Mohamed Shaarawy, PhD, FRCPath

Department of Obstetrics and Gynecology, Kasr Al-Aini School of Medicine, Cairo University, Cairo, Egypt; 21 El-Khalihfa El-Maamoun St., Apt. 701, Roxy Building, Heliopolis, Cairo, Egypt. Shaarawy{at}mednet3.camed.eun.eg

Sameh Zaki, MD

Abdel-Megid Ramzi, MD

Mahmoud E. Salem, MD

Ahmed M. El-Minawi, MD

Department of Obstetrics and Gynecology, Kasr Al-Aini School of Medicine, Cairo University, Cairo, Egypt

Objectives: To investigate feto-maternal bone turnover in normal pregnancy and preeclampsia and to test the hypothesis whether the reported low bone mass at birth in small-for-gestational age infants is associated with decreased bone formation or increased bone resorption.

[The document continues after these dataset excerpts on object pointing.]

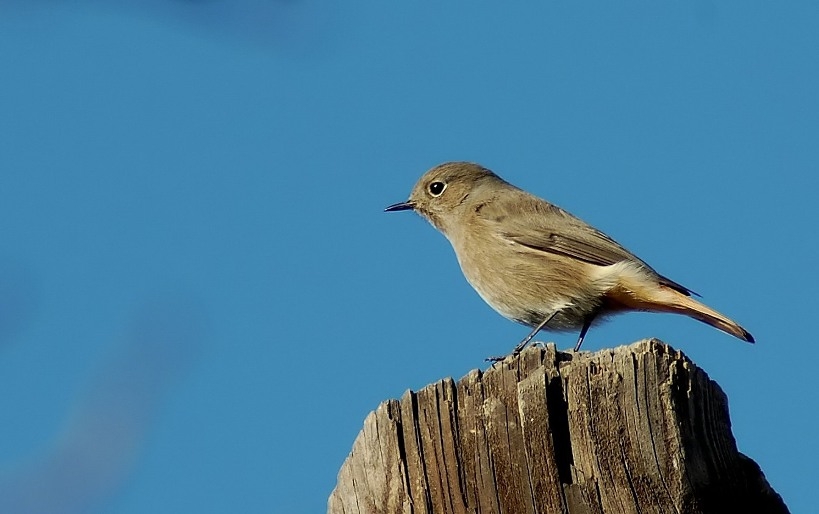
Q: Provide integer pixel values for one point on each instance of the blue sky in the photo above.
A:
(202, 300)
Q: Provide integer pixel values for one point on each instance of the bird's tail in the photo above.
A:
(634, 292)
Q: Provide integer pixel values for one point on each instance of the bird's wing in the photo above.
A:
(541, 226)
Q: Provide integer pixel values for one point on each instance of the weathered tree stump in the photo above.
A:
(636, 429)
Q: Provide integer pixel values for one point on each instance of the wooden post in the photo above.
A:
(636, 429)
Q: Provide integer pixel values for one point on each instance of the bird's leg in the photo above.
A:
(521, 345)
(586, 324)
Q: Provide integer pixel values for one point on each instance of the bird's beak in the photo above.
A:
(403, 206)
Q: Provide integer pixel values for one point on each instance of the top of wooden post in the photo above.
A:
(639, 428)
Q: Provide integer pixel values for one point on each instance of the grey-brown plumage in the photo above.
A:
(537, 264)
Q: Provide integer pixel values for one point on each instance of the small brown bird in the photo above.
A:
(536, 264)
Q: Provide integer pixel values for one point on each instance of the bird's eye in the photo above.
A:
(436, 188)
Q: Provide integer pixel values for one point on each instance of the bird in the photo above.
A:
(537, 264)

Methods: Thirty-two patients with preeclampsia (17 mild and 15 severe) and 20 normotensive women (controls) with singleton gestations in the third trimester participated in this study. Furthermore, 25 nonpregnant healthy women were chosen as nonpregnant controls. Maternal 24-hour urine specimens and venous blood samples were collected. In addition, fetal cord blood and the first voided neonatal urine were also collected. The freshly separated sera were assayed for osteocalcin (OC) and carboxy-terminal propeptide of type 1 collagen (PICP) by radioimmunoassay. Urine samples were assayed for N-telopeptide of type 1 collagen (NTx) by enzyme-linked immunosorbent assay.

Results: Maternal and cord serum OC and PICP levels were signtficantly decreased in severe preeclampsia, whereas maternal and first-voided neonatal urinary NTx level were signficantly increased compared to the corresponding levels of controls. In both mother andfetus, the coupling index of markers of bone turnover in normal pregnancy or mild preeclampsia was in favor of bone formation, whereas in severe preeclampsia the markers suggested marked bone resorption.

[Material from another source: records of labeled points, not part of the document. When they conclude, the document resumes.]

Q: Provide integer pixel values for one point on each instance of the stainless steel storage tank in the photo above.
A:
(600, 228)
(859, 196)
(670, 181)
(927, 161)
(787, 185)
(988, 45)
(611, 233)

Conclusion: Increased bone resorption and decreased bone formation occur in preeclampsia in both mother and fetus, being more pronounced in the latter. The increased osteoclastic activity in preeclampsia may be attributed to increased RANKL induced by increased interleukin-6 (IL6), tumor necrosis factor-{alpha} (TNF-{alpha}), and transforming growth factor ß2 (TGF-ß2) production.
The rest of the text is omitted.